What makes AI such a formidable adversary?
AI-enhanced tools can uncover weaknesses in established platforms like Aave and Compound more swiftly than traditional approaches. This technological edge gives attackers a significant advantage, allowing them to act faster than security updates can be implemented. Although defenders continuously work to patch vulnerabilities, attackers need only exploit a single flaw to succeed.
Despite thorough security audits, Araoz advises DeFi users to steer clear of permissionless transactions and to use time locks to enhance security. While some stakeholders believe these projects are well-guarded, recent developments have spurred calls for added safety measures.
Why was April a record-breaking month for DeFi breaches?
April witnessed an unprecedented number of DeFi attacks, with incidents totaling an estimated $722 million in losses. Dune Analytics reported that platforms were severely hit by both known threats linked to North Korean hackers and unidentified perpetrators. The majority of these breaches involved vulnerabilities in cross-chain technologies and sophisticated social engineering tactics.
While deficiencies might be anticipated in smaller or fresh protocols, even high-profile projects are not immune from these threats, particularly if some functionalities still rely on centralized components. The April-May data paints a clear picture:
- In April, DeFi protocols lost approximately $722.4 million due to bridge vulnerabilities and social engineering.
- May saw a drop to around $44 million, with smaller protocols and flash loan exploits being primary targets.

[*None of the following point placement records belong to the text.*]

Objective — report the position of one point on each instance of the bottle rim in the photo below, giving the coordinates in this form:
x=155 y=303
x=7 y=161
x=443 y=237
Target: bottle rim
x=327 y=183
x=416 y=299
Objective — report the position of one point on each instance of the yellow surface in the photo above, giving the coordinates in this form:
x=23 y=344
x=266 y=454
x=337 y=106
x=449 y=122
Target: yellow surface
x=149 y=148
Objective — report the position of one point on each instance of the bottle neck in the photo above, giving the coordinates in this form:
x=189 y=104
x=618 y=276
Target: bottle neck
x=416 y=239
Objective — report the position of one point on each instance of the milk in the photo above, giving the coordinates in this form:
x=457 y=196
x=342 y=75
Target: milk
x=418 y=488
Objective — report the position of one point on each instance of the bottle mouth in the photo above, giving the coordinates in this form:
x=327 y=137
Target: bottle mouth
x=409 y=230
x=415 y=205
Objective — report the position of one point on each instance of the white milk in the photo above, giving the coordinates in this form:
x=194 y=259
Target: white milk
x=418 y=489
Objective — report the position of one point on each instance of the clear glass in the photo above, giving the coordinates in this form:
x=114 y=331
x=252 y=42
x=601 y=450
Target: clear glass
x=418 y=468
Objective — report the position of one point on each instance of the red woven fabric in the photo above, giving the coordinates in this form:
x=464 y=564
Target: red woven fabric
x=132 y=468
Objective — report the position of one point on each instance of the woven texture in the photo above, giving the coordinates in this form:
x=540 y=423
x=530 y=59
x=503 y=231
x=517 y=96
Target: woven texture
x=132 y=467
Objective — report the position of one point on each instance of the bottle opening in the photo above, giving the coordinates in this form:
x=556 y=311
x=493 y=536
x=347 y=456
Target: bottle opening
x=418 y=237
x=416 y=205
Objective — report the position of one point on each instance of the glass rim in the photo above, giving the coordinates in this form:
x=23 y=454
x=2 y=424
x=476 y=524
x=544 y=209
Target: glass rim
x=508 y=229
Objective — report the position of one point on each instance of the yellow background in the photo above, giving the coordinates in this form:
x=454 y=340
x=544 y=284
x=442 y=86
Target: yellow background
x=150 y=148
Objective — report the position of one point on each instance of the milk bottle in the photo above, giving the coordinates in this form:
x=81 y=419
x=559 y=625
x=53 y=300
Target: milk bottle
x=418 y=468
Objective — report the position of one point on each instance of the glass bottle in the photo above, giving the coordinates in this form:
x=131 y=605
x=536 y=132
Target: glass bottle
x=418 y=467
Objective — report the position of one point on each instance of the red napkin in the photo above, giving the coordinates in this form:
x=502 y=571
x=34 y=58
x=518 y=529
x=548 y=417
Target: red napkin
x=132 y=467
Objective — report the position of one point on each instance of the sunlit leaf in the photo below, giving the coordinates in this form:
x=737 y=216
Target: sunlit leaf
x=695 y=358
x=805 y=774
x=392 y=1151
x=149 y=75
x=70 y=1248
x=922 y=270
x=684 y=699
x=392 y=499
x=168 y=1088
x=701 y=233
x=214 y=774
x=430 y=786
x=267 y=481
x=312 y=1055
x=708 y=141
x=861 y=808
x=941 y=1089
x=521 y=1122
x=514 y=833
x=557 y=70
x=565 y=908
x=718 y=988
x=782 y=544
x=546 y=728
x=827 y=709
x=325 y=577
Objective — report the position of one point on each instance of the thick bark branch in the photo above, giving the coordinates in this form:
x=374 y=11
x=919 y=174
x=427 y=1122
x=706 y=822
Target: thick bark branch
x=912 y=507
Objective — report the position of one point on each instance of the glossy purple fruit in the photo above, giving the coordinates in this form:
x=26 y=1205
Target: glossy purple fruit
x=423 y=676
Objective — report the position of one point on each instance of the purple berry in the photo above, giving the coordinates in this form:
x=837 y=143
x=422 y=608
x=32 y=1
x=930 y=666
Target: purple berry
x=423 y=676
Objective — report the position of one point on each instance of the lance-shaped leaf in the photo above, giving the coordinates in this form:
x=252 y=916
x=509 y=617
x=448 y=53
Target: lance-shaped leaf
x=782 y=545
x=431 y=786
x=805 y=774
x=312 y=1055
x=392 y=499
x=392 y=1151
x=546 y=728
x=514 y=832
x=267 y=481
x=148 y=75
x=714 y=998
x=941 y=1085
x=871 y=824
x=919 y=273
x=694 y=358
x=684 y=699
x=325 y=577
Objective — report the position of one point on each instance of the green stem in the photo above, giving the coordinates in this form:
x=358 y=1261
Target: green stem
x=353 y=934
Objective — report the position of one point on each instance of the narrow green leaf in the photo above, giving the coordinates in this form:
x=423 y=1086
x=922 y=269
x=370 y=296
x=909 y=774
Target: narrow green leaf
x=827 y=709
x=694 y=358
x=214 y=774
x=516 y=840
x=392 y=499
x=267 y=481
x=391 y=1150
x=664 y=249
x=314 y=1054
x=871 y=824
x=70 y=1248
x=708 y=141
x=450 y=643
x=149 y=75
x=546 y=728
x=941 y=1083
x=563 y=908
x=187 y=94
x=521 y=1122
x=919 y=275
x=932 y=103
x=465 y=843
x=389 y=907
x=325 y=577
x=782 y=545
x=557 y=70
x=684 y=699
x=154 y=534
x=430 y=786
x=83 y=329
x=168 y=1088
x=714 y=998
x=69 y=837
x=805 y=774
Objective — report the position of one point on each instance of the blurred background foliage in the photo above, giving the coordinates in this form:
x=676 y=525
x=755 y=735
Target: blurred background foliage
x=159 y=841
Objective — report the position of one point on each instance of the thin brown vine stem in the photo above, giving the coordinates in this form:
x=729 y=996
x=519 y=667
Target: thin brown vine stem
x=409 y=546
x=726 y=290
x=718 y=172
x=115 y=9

As May progressed, there was a noticeable decline in attack frequency and impact. Fourteen recorded incidents in the month were relatively smaller in scale, with ThorChain experiencing the most significant breach. Most threats continued to focus on smaller platforms, although warnings lingered over potential issues with flash loans and bridges involving larger projects.

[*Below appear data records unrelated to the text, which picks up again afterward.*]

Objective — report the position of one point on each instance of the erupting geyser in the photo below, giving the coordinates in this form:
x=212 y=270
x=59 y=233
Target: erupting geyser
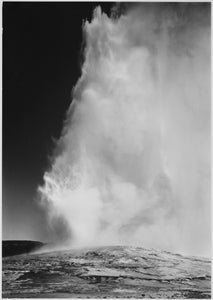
x=133 y=160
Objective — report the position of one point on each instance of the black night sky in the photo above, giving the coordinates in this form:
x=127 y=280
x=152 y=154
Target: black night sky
x=41 y=64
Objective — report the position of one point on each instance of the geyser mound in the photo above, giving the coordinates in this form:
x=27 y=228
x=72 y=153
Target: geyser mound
x=134 y=159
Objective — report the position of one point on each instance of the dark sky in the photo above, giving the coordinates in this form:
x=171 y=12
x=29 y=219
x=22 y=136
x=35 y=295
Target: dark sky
x=41 y=64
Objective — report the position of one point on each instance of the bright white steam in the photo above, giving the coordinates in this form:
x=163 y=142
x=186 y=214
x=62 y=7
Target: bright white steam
x=133 y=162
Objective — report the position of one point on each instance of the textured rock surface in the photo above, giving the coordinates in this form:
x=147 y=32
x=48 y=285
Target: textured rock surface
x=107 y=272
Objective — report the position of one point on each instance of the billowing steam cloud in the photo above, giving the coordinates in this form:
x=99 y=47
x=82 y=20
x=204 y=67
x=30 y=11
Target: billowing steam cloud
x=133 y=160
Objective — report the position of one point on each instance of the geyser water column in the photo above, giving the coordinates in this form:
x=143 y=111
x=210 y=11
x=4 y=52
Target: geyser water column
x=133 y=162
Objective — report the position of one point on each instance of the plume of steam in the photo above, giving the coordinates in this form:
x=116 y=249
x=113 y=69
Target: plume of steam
x=134 y=159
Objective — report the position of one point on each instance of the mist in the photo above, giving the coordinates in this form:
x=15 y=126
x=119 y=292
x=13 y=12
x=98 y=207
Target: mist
x=132 y=165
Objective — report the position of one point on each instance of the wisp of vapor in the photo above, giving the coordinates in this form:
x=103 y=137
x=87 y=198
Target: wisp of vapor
x=133 y=159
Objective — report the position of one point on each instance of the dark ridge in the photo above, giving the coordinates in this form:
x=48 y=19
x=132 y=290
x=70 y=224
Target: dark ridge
x=16 y=247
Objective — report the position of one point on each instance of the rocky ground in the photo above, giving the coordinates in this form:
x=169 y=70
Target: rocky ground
x=106 y=272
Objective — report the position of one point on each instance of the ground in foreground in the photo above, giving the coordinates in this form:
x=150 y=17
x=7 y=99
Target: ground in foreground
x=106 y=272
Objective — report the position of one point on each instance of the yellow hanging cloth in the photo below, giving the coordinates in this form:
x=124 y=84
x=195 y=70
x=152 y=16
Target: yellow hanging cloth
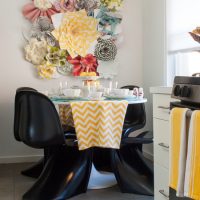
x=192 y=176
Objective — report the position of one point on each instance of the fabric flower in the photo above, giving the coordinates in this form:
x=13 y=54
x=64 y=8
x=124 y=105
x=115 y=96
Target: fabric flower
x=36 y=51
x=112 y=5
x=56 y=56
x=66 y=69
x=38 y=8
x=42 y=28
x=46 y=70
x=105 y=50
x=65 y=5
x=196 y=34
x=80 y=64
x=88 y=5
x=76 y=33
x=108 y=21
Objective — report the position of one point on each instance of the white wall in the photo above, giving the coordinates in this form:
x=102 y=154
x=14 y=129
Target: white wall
x=16 y=72
x=154 y=56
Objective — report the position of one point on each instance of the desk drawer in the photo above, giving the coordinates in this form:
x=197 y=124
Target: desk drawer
x=161 y=106
x=161 y=142
x=161 y=188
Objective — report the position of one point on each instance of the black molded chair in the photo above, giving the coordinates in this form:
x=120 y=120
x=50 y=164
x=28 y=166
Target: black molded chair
x=134 y=173
x=35 y=170
x=67 y=170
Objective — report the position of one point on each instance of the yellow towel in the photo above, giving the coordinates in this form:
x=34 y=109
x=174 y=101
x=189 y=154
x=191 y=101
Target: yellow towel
x=99 y=123
x=192 y=176
x=178 y=149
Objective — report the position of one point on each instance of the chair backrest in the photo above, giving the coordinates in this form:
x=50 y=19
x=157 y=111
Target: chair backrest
x=135 y=115
x=16 y=112
x=37 y=124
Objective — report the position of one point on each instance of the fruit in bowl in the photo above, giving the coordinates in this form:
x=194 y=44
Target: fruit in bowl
x=72 y=92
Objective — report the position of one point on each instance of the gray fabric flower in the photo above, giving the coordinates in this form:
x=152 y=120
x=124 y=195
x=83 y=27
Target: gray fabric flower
x=66 y=69
x=88 y=5
x=42 y=28
x=105 y=50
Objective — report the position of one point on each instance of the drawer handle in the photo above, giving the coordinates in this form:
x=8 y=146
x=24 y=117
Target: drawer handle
x=164 y=145
x=163 y=193
x=164 y=107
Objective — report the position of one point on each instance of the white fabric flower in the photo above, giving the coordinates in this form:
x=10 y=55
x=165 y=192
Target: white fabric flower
x=43 y=4
x=36 y=51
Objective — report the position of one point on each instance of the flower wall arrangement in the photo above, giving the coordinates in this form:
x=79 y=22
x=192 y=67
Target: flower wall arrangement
x=72 y=36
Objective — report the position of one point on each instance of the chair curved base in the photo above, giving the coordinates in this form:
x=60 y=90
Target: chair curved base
x=132 y=173
x=66 y=174
x=35 y=170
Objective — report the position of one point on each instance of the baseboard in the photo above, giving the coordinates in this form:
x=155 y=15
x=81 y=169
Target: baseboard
x=148 y=155
x=19 y=159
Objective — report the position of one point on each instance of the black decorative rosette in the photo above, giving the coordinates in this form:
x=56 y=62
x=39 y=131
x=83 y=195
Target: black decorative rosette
x=105 y=50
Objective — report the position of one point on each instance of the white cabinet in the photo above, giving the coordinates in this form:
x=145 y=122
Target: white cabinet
x=161 y=113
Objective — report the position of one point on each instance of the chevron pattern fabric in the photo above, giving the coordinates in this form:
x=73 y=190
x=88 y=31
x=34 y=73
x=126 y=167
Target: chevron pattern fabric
x=99 y=123
x=65 y=113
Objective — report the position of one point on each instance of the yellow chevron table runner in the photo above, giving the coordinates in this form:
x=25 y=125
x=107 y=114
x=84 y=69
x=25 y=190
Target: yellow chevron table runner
x=65 y=113
x=99 y=123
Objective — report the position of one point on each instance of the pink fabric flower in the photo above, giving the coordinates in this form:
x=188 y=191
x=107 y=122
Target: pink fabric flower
x=80 y=64
x=31 y=12
x=65 y=5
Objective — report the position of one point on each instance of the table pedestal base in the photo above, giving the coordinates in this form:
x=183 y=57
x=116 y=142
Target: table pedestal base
x=101 y=180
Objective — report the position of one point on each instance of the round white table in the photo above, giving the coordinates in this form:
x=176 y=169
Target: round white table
x=67 y=102
x=100 y=180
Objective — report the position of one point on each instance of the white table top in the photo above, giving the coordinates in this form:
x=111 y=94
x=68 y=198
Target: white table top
x=136 y=101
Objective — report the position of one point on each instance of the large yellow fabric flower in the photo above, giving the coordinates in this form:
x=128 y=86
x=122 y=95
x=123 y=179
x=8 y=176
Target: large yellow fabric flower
x=76 y=33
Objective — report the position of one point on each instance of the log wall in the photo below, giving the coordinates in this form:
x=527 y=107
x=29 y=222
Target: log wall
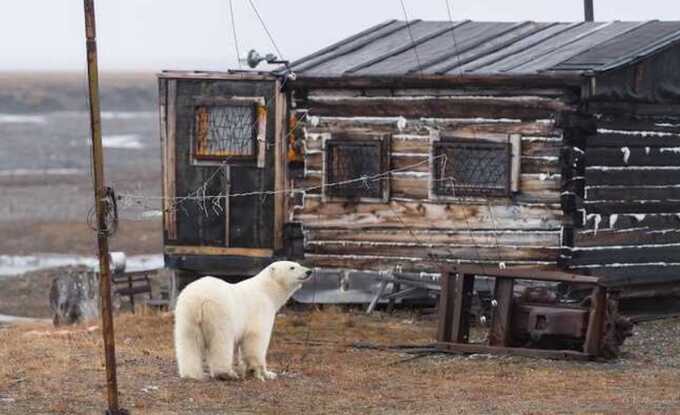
x=525 y=229
x=631 y=207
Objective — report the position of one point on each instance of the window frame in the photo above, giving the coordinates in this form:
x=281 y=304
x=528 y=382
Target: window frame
x=509 y=143
x=259 y=130
x=383 y=143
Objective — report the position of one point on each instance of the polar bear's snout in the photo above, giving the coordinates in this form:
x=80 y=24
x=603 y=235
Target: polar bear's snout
x=307 y=275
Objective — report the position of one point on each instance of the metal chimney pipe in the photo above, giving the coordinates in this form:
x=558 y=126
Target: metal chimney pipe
x=589 y=11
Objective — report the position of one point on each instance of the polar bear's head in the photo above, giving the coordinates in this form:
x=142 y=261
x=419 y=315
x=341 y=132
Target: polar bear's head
x=289 y=274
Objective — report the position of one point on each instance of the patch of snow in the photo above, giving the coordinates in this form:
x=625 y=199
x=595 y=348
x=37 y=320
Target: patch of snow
x=626 y=154
x=612 y=220
x=22 y=119
x=17 y=265
x=122 y=141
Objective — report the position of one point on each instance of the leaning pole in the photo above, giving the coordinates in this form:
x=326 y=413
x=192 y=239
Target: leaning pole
x=101 y=199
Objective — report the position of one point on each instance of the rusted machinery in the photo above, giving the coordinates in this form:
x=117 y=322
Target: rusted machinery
x=534 y=321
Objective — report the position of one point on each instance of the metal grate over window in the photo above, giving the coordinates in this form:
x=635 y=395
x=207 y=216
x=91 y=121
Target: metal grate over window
x=225 y=131
x=349 y=160
x=471 y=169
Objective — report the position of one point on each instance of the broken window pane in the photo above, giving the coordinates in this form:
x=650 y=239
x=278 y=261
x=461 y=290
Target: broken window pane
x=350 y=161
x=471 y=169
x=225 y=131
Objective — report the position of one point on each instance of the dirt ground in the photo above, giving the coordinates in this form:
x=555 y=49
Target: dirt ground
x=47 y=370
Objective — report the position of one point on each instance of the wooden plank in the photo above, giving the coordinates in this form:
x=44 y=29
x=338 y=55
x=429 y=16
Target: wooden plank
x=407 y=264
x=540 y=165
x=464 y=285
x=216 y=250
x=420 y=126
x=531 y=273
x=633 y=140
x=446 y=301
x=540 y=148
x=634 y=156
x=632 y=177
x=626 y=275
x=463 y=107
x=410 y=162
x=427 y=215
x=169 y=212
x=633 y=193
x=438 y=236
x=598 y=304
x=415 y=249
x=517 y=351
x=280 y=165
x=636 y=236
x=499 y=333
x=606 y=207
x=627 y=254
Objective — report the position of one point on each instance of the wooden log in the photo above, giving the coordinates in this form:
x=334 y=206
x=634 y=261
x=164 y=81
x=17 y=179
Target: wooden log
x=598 y=304
x=446 y=301
x=626 y=254
x=633 y=193
x=423 y=250
x=625 y=221
x=634 y=156
x=427 y=215
x=633 y=177
x=463 y=107
x=636 y=236
x=464 y=285
x=407 y=264
x=609 y=207
x=541 y=165
x=499 y=334
x=619 y=140
x=548 y=238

The recent string of attacks led to a substantial decrease in the total value locked (TVL) in DeFi platforms, dropping from over $98 billion in April to about $81 billion by May. Although platforms like Aave retained around $14 billion in funds, they are still striving to recover.
Security experts are calling on DeFi teams to employ AI defensively, suggesting routine cybersecurity drills to boost resilience against AI-driven threats. However, some industry pundits remain skeptical about AI’s ability to fully protect smart contracts, arguing that human errors and centralized system designs are the more common vulnerabilities.
Security officials underline that while AI poses new challenges, the predominant causes of security weaknesses continue to be rooted in human elements and centralization.